Di tengah ramainya pembeli, kami sempat berbincang dengan salah satu pelanggan di sana, beliau adalah Pak Soleh. “Saya sering membeli kuliner sate lalat ini, soalnya rasanya berbeda dengan warung-warung lain, bumbunya enak, bikin ketagihan, kadang saya mampir ke sini bersama keluarga,” tegas Pak Soleh sambil menikmati seporsi sate lalat.
Pak Soleh merupakan pelanggan setia yang tinggal di Kabupaten Pamekasan, dan dirinya mengakui kelezatan sate tersebut.
“Dari banyaknya kuliner di Pamekasan, kuliner sate lalat merupakan salah satu yang wajib dicoba.
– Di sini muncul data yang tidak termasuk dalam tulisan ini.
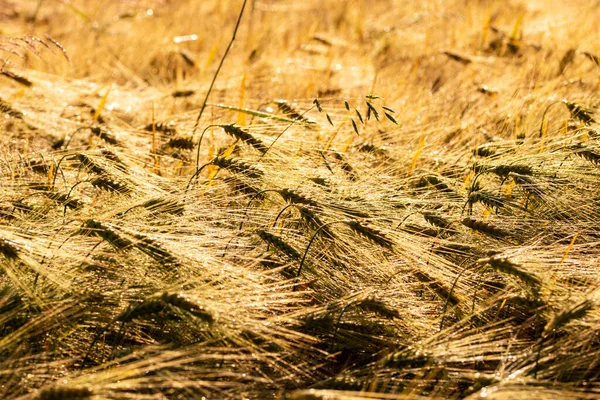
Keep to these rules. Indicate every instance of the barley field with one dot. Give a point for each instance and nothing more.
(299, 200)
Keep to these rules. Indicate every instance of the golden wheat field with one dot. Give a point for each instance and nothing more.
(299, 200)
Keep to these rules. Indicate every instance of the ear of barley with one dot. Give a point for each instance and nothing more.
(484, 227)
(371, 233)
(155, 249)
(89, 164)
(279, 243)
(8, 249)
(6, 108)
(504, 170)
(65, 393)
(437, 220)
(245, 137)
(437, 287)
(285, 108)
(105, 135)
(92, 227)
(563, 317)
(111, 185)
(237, 166)
(181, 142)
(189, 304)
(295, 197)
(378, 307)
(579, 112)
(506, 266)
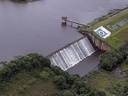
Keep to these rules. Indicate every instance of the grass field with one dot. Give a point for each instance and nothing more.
(119, 35)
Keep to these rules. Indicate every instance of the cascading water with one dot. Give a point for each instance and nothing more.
(73, 54)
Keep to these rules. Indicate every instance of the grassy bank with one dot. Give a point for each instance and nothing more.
(118, 28)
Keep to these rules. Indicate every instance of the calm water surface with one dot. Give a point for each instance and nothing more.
(36, 26)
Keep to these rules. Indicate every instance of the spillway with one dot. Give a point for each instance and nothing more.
(72, 54)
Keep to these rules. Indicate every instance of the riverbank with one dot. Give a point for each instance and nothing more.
(116, 23)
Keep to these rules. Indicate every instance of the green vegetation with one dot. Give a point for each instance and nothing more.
(108, 82)
(116, 23)
(32, 75)
(111, 60)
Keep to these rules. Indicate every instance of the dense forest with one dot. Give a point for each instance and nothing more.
(34, 74)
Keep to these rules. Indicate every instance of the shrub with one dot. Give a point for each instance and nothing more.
(44, 75)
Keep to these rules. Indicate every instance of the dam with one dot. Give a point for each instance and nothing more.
(71, 55)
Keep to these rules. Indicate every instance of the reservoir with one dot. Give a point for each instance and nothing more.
(36, 26)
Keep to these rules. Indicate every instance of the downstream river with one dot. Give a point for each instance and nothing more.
(36, 26)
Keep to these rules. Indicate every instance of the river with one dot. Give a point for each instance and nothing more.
(36, 26)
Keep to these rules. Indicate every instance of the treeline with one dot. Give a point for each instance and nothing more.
(72, 85)
(110, 60)
(27, 63)
(68, 85)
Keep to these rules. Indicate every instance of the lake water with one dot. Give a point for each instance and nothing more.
(36, 26)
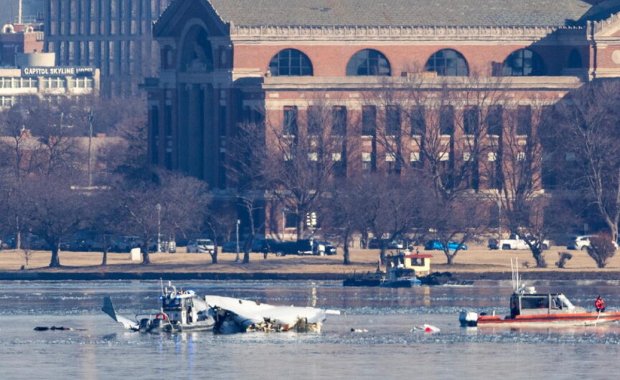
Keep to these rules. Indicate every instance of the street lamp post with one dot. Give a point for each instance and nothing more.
(499, 219)
(238, 223)
(158, 207)
(90, 142)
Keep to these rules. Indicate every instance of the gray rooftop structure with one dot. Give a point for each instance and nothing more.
(385, 13)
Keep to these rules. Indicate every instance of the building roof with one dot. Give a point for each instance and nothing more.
(464, 13)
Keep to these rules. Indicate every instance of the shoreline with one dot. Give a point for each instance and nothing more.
(253, 276)
(477, 263)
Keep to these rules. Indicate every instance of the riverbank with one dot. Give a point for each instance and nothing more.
(475, 263)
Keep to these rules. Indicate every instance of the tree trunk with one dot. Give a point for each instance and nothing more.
(104, 258)
(55, 260)
(214, 255)
(345, 249)
(449, 257)
(145, 254)
(538, 256)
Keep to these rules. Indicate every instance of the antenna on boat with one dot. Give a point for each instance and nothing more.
(514, 267)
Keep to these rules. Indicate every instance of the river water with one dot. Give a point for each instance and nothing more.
(98, 348)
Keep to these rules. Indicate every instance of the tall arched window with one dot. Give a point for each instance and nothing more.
(523, 62)
(290, 62)
(574, 60)
(196, 54)
(448, 62)
(368, 62)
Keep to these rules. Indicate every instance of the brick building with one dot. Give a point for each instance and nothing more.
(225, 62)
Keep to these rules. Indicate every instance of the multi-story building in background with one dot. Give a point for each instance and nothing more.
(37, 76)
(229, 62)
(112, 35)
(19, 38)
(18, 11)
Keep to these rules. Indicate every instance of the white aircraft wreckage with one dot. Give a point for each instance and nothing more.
(239, 315)
(183, 310)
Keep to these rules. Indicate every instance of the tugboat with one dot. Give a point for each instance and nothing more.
(181, 311)
(531, 309)
(401, 271)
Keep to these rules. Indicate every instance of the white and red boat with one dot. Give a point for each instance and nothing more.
(531, 309)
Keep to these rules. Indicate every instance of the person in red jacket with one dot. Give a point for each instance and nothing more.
(599, 304)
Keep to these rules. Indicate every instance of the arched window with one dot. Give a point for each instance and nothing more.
(574, 60)
(196, 54)
(290, 62)
(523, 62)
(448, 62)
(368, 62)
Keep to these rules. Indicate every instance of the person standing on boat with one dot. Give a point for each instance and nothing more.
(599, 304)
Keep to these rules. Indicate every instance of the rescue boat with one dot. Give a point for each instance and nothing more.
(531, 309)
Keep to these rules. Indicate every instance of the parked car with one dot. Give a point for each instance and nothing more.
(201, 246)
(324, 247)
(375, 243)
(517, 242)
(580, 242)
(124, 243)
(231, 247)
(302, 247)
(433, 245)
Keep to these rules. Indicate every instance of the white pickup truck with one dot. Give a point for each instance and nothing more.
(516, 242)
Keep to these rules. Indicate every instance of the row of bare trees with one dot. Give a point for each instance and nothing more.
(452, 160)
(51, 187)
(481, 162)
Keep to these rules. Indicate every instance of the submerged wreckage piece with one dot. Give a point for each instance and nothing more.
(185, 311)
(238, 315)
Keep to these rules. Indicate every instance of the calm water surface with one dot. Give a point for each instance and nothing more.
(98, 348)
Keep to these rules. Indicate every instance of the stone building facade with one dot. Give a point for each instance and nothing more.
(225, 62)
(112, 35)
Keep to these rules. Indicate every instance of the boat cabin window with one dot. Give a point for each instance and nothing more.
(417, 261)
(536, 302)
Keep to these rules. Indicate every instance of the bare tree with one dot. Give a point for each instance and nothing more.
(163, 203)
(436, 132)
(601, 249)
(345, 216)
(52, 210)
(582, 140)
(248, 169)
(303, 157)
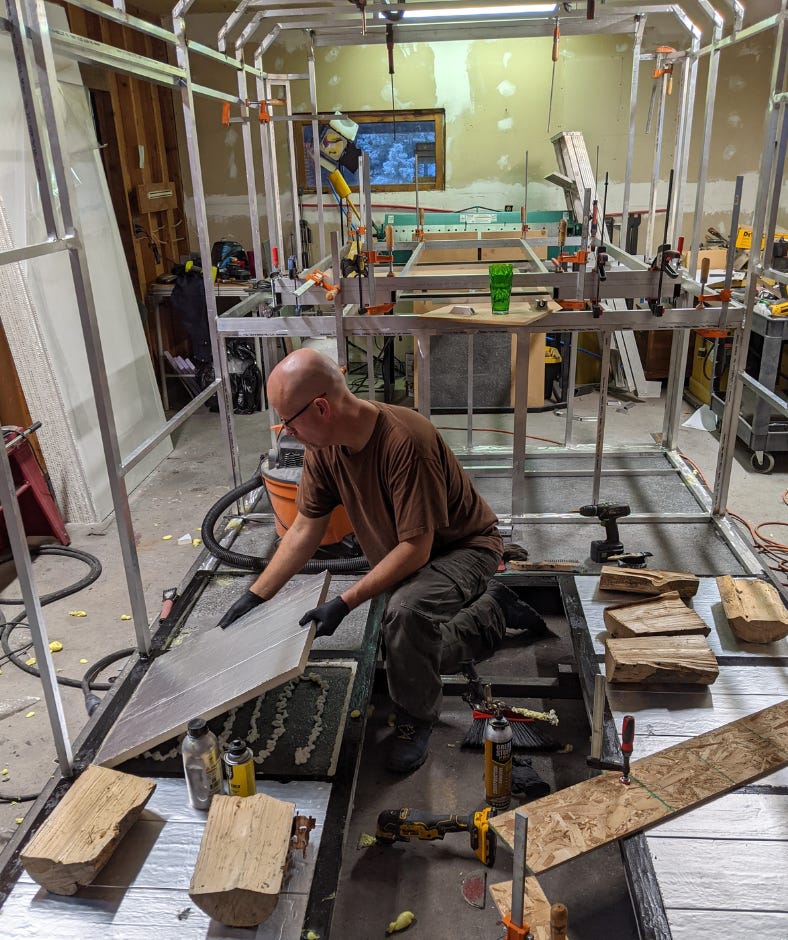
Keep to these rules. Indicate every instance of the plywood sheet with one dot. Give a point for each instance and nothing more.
(216, 670)
(578, 819)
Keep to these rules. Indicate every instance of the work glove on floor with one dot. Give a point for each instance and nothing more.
(327, 616)
(246, 602)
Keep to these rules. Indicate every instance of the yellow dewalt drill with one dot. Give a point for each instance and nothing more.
(400, 825)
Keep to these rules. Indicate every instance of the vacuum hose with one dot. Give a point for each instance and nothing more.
(335, 565)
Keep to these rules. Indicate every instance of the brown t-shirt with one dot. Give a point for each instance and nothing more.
(405, 481)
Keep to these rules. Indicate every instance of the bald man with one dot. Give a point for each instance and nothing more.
(431, 541)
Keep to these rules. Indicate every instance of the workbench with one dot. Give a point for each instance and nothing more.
(159, 294)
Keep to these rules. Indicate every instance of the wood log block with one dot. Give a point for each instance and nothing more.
(664, 615)
(239, 870)
(661, 659)
(754, 609)
(645, 581)
(77, 840)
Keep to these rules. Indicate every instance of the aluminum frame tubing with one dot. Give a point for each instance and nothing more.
(201, 219)
(32, 21)
(640, 25)
(773, 123)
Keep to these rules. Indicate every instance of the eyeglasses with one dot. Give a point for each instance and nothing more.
(288, 422)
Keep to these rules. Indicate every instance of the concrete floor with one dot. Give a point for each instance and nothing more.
(173, 502)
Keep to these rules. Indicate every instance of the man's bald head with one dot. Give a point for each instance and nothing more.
(301, 376)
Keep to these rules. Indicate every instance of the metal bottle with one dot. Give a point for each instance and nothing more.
(202, 764)
(239, 766)
(498, 762)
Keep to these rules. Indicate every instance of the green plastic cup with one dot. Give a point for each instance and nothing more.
(500, 287)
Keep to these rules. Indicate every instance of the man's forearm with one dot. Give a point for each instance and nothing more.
(296, 548)
(401, 562)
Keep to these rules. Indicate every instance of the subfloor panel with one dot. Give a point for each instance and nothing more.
(205, 674)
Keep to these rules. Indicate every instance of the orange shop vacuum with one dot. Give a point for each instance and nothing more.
(338, 552)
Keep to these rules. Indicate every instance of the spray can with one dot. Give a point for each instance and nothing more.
(498, 762)
(202, 765)
(239, 765)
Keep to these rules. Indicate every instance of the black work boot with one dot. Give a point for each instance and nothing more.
(516, 613)
(409, 744)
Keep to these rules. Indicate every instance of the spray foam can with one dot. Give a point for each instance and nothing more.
(239, 765)
(202, 765)
(498, 762)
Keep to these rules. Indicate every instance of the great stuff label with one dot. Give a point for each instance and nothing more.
(498, 763)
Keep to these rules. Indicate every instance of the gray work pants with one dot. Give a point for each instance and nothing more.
(434, 620)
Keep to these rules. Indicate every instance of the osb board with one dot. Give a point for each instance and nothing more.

Sate lalat rasanya memang enak, dan juga sensasinya berbeda dengan makan sate biasa itu,” terangnya dengan senyuman, seraya tangan kanannya meraih segelas es teh, kemudian meneguknya.
Daging yang digunakan untuk sate lalat ini sama persis dengan sate Madura, dan sate-sate lain pada umumnya, yaitu daging ayam, sapi dan kambing.
“Sate lalat ini sama kok dengan sate-sate lain pada umumnya, yakni dari daging ayam, kambing, dan sapi. Hanya bedanya pada potongan dagingnya saja. Kalau racikan bumbunya, tentu saja saya rahasiakan,” kata Pak Sugi sambil tertawa, sementara tangannya terus mengipas sate pesanan pelanggan.